They fight. They fight because she’s a bitch and he’s a “weak piece of shit with penis envy.”
In the light streaming from the dashboard, Gordo’s Face looks purple, and the little squiggly green vein in the center of his forehead pulses. Martha hopes, God, Martha wishes, it would fucking explode.
She pictures blood dripping from the windshield and a look of surprise on his fat pasty face. Maybe he’ll feel sorry. Maybe it’ll be somewhat painful, but over quick.
“You know, you only say that penis thing because you want to fuck Toby and everyone knows—”
And before he finishes the car crashes into the brightest light, Martha has ever seen.
Stops might be a better description.
The halt is violent either way, and Martha lets out an eardrum destroying screech that is part frustration from Toby being right and the result of the removal of all normality.
From night, on their way to a party, driving through a little Upstate village, to being wrapped in a wash of yellow streetlights. There had been the smell of potential snow on the air now it’s the sulphur-stench of decaying plant matter. The windshield is a sudden mess of cracks. Steam jets from the engine under a crumpled hood. Surrounding is hazy puke green daylight and thick forest.
Then she turns and a hard frost blooms in her heart as the new normal shatters.
This is what takes it beyond comprehension.
Instead of Gordo and his slightly lazy eye and right temple covered with psoriasis, she finds the owner of the strong hand pressing her back into her seat.
Toby asks, “Are you okay?”
Martha stares, mouth hanging open. She realizes, but before clicking her jaw shut, she says, “Yes,” quick and breathless.
Toby searches her face maybe for an indication she is hurt, maybe because he likes the way she looks. Satisfied either way he lowers his hand, and she feels the burning impression it makes between her cleavage.
Toby nods at her, smiling. It’s the same little-crooked smile that she has always wanted to lick off his face. Skin crinkling in dimples and sunlines. Of course, Gordo is right, of course, she wanted to fuck Toby. Everyone who ever met Toby wants to fuck him. She half expected Gordo wanted to fuck him, himself.
Where is Gordo, she wonders not out of concern, but because she is ready to tell him that he was right and look him in his little-boring-blue eyes as she walks away arm and arm with Toby.

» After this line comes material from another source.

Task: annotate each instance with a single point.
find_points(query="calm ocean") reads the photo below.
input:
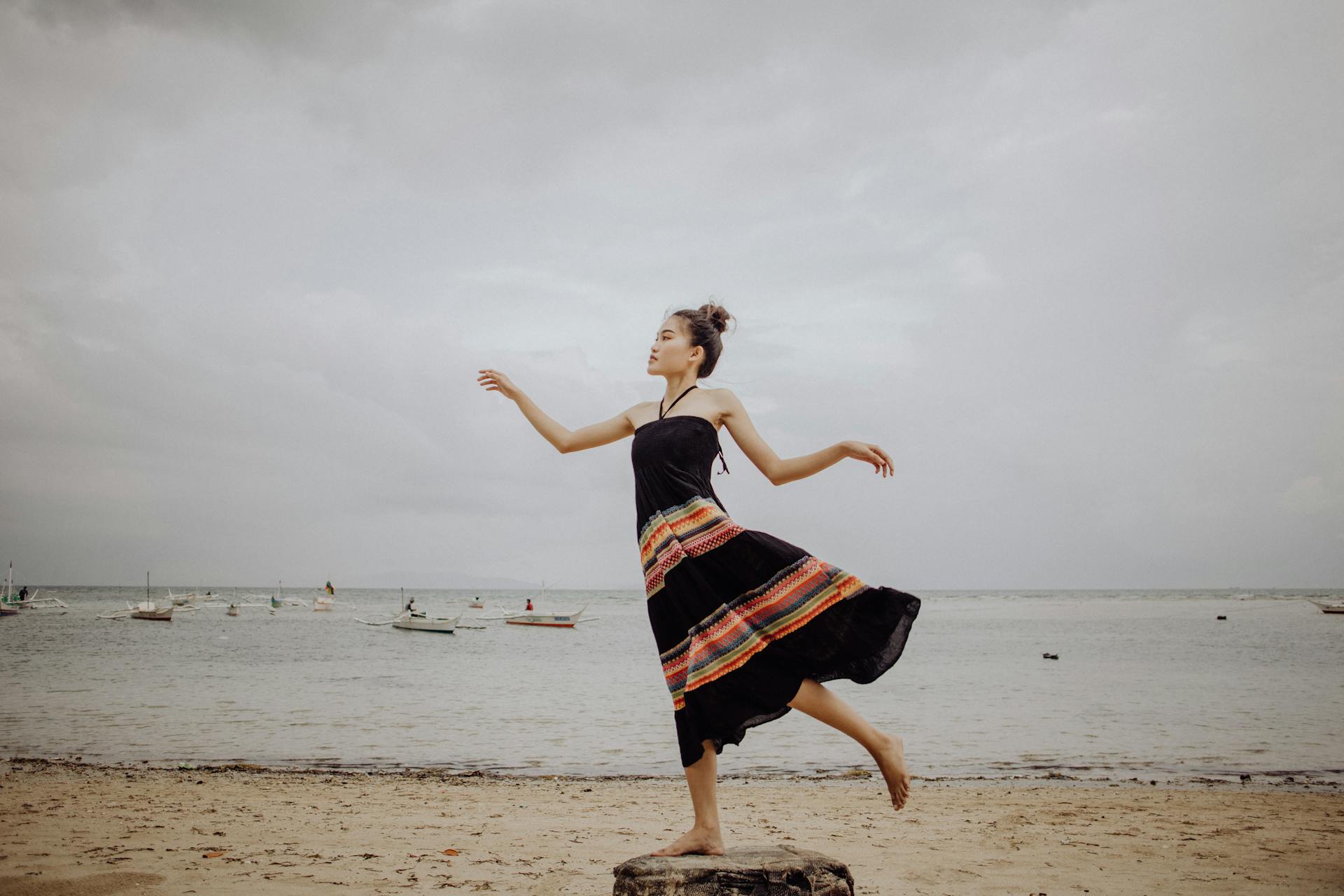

She can still smell the wafting stench of old garlic, that sat heavy on the last whining complaint Gordo uttered.
She finds her mind racing for other things she could use to hurt him, but Gordo isn’t sitting next to her.
Toby is.
He pats her knee and smiles, and all the anxiety floods out of her. His door won’t open, so he kicks the windshield free and climbs out of the car. After a moment, to make sure her heart was in fact not going to explode, she moves to join him.
“Here take my hand,” Toby says from the hood.
She grabs his hand, and he wrenches her up to his side. She isn’t sure if it’s the thick almost edible humidity or his raw power that takes her breath away. The air is like wearing a thick hot wet coat, and his button-down blue oxford soaks in sweat already.
She leans in when he puts his arm around her shoulder. She needs to feel protected because what the actual fuck.
A load screech shakes the leaves of the surrounding forest. The mist swirls as the sound disturbs and a beautiful blue sky shines through along with the terrifying shape of a pterodactyl.
She and the bird lock eyes, in the black-soulless glint she realizes she is dead and this hell.
“God damn you Gordo, I hope you are here somewhere also.”
Toby bodily turns her and begins to run, hobbled by inches of black gloopy mud. They make little progress and the flying lizard issues one more screech as if laughing at them and flies off.
Then there it is.
She points.
Its a sparkling smear in the mist. It grows smaller. . “Hurry, it’s closing,” she yells, assuming correctly it is the way home.
And maybe they could have reached it if she hadn’t tripped and fallen on top of him.
The mud is hot and stinks like rust. A small pool of water fill around them as they lay there.
She looks up and watches the portal pop out of existence altogether, the last thing she sees burning a hole in her brain. Gordo in his car alone driving along happy as can be singing Taylor Swift at the top of his lungs.
No, she decides, that was hell, and she rolls off Toby.
He climbs to his feet and helps her to hers before turning and running toward the treeline.
Martha follows, giddy knowing this reality is already shaping up to be better than anything she could have ever imagined.